Hapishâne sonrası, Granada’da vergi tahsildârlığına başlayan Cervantes, bu görevinden de bilinmeyen bir nedenle kısa sürede kovulmuştu. Peş peşe yaşadığı bu olumsuz gelişmelerin ardından, Amerika’ya gitmeye niyet eden, ancak bu isteğini de gerçekleştiremeyen Cervantes; edebiyat alanındaki çalışmalarına yoğunlaşmıştı.

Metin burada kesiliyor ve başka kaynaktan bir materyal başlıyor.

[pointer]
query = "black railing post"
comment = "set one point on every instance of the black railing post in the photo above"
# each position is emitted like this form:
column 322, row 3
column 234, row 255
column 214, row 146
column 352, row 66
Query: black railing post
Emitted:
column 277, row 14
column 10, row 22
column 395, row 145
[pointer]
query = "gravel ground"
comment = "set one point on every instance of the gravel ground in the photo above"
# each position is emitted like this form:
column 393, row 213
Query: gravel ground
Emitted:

Kimi araştırmacılara göre; Cervantes, “çağdaş romanın babası” sayılan Don Kişot’u, hapishânedeyken yazmaya başlamıştı. Belki de Cervantes’in, Don Kişot’ta şövalyeler, devlet yetkilileri ve sâir kamu görevlilerini ağır bir dille hicvetmesinin ardında, kamu otoriteleri kaynaklı olarak yaşadığı hayâl kırıklıklarının etkisi vardı.
Cervantes’in eserlerindeki bir başka etki de bitmek tükenmek bilmeyen “Türk alerjisiydi”! Ankara Üniversitesi DTCF’nden Doç. Dr. Ertuğrul Önalp, bir makâlesinde; “Madrid Millî Kütüphânesi’nde, Don Kişot’un orijinal metnini incelediğimizde, Türklere karşı hakaretâmiz sözler içerdiğini, gördük.” diye yazmıştı.
Miguel de Cervantes Saavedra’nın, 29 Eylül 1547 târihinde “Alcala de Henares”te başlayan yaşamı, 23 Nisan 1616 günü, Madrid’de sona erdi.